The case pits Bankia against Unión Mutua Asistencial de Seguros (UMAS), a qualified investor who participated in the bank’s IPO and subscribed to a purchase order for 160,000 shares at a price of 3.75 euros per share. UMAS seeks a declaration of nullity on the grounds of error of consent in the purchase of shares and a declaration of Bankia’s liability in the alternative for lack of truthfulness in the prospectus for the issue.
It does not cover only retail investors
The Supreme Court asked the Court of Justice of the EU whether the prospectus liability action covers both retail and qualified investors when addressed to both, or only retail investors.
The judgment determines that, in the case of a public offer for subscription of shares addressed to both retail investors and qualified investors, the action for liability for the information contained in the prospectus “does not cover only retail investors but also qualified investors”. The CJEU therefore considers that it is legitimate for institutional investors to be able to rely on the information contained in the prospectus, which is presumed to be “complete” and “reliable”. Even so, the court also concludes that the EU directive does not preclude the provisions of Spanish law that allow the judge to take into consideration the fact that an investor could or should have more information in addition to the information made available to all potential purchasers.
The European judges argue that “it cannot be deduced” from the EU directive that qualified investors “do not have the possibility of bringing an action for liability” because, in the case of a mixed offer, all investors to whom it is addressed “regardless of their status, have that document, which allegedly contains complete and reliable information that it is legitimate to invoke”.
Thus, as long as there is a prospectus, “it should be possible to bring a civil liability action for the information in the prospectus, regardless of the status of the investor who considers himself to have been harmed”.
The EU Court of Justice upholds Spanish rules that allow a judge to take into account whether a qualified investor “has or should have knowledge” of the financial situation of a listed company “on the basis of his relations with the company and outside the prospectus” and even “obliges the judge to take that fact into account”.
However, it adds that this is possible as long as it does not result in “less favourable” treatment than “similar” actions under national law “and does not have the practical effect of making it impossible or excessively difficult to bring an action for liability”.

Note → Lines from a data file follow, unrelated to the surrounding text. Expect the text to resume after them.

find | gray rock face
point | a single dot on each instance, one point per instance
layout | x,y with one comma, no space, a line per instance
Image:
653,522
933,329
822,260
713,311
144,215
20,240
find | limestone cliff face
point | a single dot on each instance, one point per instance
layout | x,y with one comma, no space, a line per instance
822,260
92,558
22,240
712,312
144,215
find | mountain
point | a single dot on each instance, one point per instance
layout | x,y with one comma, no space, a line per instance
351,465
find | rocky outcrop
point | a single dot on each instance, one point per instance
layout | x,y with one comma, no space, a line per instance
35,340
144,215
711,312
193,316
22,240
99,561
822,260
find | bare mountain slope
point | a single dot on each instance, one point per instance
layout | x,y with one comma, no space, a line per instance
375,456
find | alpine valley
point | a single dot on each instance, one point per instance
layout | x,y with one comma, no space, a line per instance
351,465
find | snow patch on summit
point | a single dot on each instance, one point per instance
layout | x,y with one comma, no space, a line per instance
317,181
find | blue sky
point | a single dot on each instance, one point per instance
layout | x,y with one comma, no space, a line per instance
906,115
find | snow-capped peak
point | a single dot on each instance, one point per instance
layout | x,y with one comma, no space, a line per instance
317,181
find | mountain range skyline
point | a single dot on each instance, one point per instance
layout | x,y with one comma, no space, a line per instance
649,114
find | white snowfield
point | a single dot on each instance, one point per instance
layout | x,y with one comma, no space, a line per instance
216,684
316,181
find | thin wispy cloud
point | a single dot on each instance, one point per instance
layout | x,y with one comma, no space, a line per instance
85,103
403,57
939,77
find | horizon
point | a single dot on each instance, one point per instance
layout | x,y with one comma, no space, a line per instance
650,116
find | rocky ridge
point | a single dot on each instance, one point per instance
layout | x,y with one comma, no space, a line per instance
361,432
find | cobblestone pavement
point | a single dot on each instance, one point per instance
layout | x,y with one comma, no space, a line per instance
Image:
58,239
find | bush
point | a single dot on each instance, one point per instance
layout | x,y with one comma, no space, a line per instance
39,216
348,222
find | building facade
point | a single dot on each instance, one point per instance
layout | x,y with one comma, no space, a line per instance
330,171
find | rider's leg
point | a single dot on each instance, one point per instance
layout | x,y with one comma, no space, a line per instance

The Luxembourg decision constitutes a new setback for Spanish case law, which mostly considers that the profile of the investor is relevant in order to pass judgement, in the sense that if an investor has knowledge, he or she should know the real situation of Bankia. However, the objective fact is that Bankia’s IPO prospectus was inaccurate and, therefore, it does not matter what type of investor you are since you have based your decision on false information.